When searchers from Captain William Penny’s ships stumbled across the Franklin Expedition’s Winter Quarters on Beechey Island on 27th August 1850, their first priority was to find official papers that would tell them where to look next.
They did not find any.
But they did find more than a dozen handwritten and printed fragments of paper in and among the remnants of the camp’s structures.
At the time, the searchers may have viewed these scraps of paper as worthless detritus. After all, this expedition was in the Arctic looking for living men.
They were searching for lost friends and colleagues. One man – Robert Anstruther Goodsir – was looking for a missing brother. Another, James Reid Junior, was searching for his missing father – the Ice Master of HMS Erebus.
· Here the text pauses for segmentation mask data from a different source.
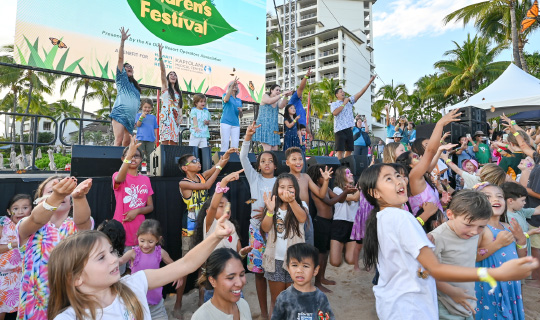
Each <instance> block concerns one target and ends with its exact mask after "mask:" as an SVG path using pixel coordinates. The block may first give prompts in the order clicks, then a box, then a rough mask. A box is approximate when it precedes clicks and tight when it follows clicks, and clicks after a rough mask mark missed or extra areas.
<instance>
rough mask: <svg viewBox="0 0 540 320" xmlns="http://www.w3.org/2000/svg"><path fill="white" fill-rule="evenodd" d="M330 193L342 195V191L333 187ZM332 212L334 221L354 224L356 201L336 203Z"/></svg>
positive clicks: (338, 187)
mask: <svg viewBox="0 0 540 320" xmlns="http://www.w3.org/2000/svg"><path fill="white" fill-rule="evenodd" d="M332 191H334V193H335V194H336V195H338V196H339V195H340V194H342V193H343V190H342V189H341V188H340V187H334V189H333V190H332ZM334 210H335V212H334V220H345V221H350V222H354V218H355V217H356V211H358V201H345V202H343V203H341V202H338V203H336V204H334Z"/></svg>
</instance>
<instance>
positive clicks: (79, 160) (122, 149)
mask: <svg viewBox="0 0 540 320" xmlns="http://www.w3.org/2000/svg"><path fill="white" fill-rule="evenodd" d="M123 151H124V147H103V146H84V145H74V146H73V147H72V149H71V175H72V176H74V177H112V175H113V173H115V172H116V171H118V170H120V166H122V160H120V158H121V157H122V152H123Z"/></svg>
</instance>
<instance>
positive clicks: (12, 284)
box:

And yet the searchers carefully gathered each scrap of paper, and brought them back to Britain the following year.
The Lords of the Admiralty examined them. John Barrow Junior took custody of the papers in due course, and he dutifully pasted each one into a record book.
These were early days in the search for the Franklin Expedition. None of the searchers had any idea that another eight years would pass before the only substantive piece of written evidence – the Victory Point Record – would be found on King William Island.
Scraps and clues
These Beechey Papers were just scraps. But sometimes even a scrap can contain clues to guide a theory of what it was – and how it got there.